Rafael Gladiador

Personal information
- Full name: Rafael Teixeira de Souza
- Date of birth: 13 July 1992 (age 33)
- Place of birth: Água Boa, Brazil
- Height: 1.83 m (6 ft 0 in)
- Position(s): Striker

Youth career
- 0000–2011: Bahia

Senior career*
- Years: Team / Apps / (Gls)
- 2011–2014: Bahia / 13 / (1)
- 2013: → D.C. United (loan) / 7 / (1)
- 2013: → Atlético Goianiense (loan) / 4 / (0)
- 2014–2015: Atlético Zacatepec / 4 / (0)
- 2015: Xinjiang Tianshan Leopard / 12 / (6)
- 2017: Tupi / 10 / (2)
- 2019: Cabofriense / 6 / (1)
- 2019: Paços de Ferreira
- 2020: Patrocinense / 9 / (1)
- 2020: Juventude
- 2021: Palmas / 8 / (5)

International career^{‡}
- 2011: Brazil U20 / 3 / (0)

= Rafael Gladiador =

Brazilian footballer (born 1992)

Rafael Teixeira de Souza (born 13 July 1992) in Água Boa, commonly known as Rafael Gladiador, is a former Brazilian footballer who played as a striker.

==Club career==
In 2011, Rafael Gladiador signed for Bahia's first team from its reserve squad. In 36 appearances for Bahia he scored 10 goals.
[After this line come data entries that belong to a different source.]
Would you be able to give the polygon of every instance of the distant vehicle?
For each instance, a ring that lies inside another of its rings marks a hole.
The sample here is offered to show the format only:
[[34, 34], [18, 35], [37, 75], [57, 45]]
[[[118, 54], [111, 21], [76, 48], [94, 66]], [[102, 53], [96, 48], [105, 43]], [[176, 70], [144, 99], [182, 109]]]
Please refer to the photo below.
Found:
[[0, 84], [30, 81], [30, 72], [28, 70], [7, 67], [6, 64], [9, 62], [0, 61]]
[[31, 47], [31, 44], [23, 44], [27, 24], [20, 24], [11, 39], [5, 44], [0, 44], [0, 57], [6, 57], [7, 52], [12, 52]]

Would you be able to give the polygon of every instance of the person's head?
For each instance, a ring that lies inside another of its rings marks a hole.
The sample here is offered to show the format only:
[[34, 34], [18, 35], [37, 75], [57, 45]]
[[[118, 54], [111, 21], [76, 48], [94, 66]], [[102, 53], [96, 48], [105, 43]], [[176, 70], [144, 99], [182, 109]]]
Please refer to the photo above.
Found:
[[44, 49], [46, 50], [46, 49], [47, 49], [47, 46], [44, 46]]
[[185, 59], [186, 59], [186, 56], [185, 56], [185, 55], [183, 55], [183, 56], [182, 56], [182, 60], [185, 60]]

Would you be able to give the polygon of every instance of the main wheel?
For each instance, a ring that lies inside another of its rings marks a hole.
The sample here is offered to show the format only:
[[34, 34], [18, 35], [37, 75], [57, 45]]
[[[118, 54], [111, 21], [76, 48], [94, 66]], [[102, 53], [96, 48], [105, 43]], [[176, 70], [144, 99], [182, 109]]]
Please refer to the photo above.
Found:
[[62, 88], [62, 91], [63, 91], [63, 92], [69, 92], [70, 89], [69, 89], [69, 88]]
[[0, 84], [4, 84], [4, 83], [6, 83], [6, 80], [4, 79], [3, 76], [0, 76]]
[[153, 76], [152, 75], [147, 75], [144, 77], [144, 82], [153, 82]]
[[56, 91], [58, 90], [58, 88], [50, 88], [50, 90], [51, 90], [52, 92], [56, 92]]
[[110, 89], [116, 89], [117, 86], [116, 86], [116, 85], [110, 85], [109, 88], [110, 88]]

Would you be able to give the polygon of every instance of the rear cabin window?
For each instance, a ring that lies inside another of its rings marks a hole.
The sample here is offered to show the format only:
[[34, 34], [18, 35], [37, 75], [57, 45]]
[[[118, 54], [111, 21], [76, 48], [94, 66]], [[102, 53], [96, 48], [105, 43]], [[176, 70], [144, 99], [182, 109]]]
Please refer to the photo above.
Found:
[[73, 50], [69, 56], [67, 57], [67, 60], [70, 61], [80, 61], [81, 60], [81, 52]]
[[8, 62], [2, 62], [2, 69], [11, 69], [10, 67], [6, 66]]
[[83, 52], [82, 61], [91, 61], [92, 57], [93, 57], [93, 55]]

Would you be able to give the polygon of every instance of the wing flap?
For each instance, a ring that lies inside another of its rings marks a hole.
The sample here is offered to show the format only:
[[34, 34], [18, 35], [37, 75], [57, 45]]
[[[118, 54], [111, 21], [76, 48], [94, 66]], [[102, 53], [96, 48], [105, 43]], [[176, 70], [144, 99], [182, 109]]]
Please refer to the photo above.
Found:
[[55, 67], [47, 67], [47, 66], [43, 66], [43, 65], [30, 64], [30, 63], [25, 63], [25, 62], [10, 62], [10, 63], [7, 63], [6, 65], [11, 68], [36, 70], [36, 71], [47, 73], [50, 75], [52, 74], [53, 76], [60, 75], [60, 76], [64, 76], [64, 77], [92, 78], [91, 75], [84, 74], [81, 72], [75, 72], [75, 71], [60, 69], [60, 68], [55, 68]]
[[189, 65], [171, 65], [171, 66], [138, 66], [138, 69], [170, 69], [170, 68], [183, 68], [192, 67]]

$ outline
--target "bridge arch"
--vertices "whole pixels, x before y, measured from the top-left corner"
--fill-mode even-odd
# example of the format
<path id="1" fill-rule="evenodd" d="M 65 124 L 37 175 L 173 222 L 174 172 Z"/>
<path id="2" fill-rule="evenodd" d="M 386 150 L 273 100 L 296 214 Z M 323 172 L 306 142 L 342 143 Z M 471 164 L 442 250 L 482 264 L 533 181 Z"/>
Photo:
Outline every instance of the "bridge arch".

On 9 January 2013, it was announced that he would join D.C. United as a young designated player on a one-year loan with a pre-negotiated option to make the move permanent. He scored his first goal for the team in his debut game on 23 March, a 2–1 home defeat to the Columbus Crew. After making four more appearances with United, Rafael suffered a concussion during training.

Rafael Gladiador and DC agreed to part ways in June 2013.

In July 2015, Rafael Gladiador transferred to China League One side Xinjiang Tianshan Leopard.

On 5 July 2019, Rafael Gladiador signed with Paços de Ferreira after a stint in Brazil with Cabofriense. However, he didn't play any games for the club, before he returned to Brazil, signing with Patrocinense in December 2019. In August 2020, he moved to Sociedade Esportiva Juventude.

Rafael joined Palmas ahead of the 2021 Campeonato Tocantinense.

==International career==
Rafael has represented Brazil at the under-20 level 3 times.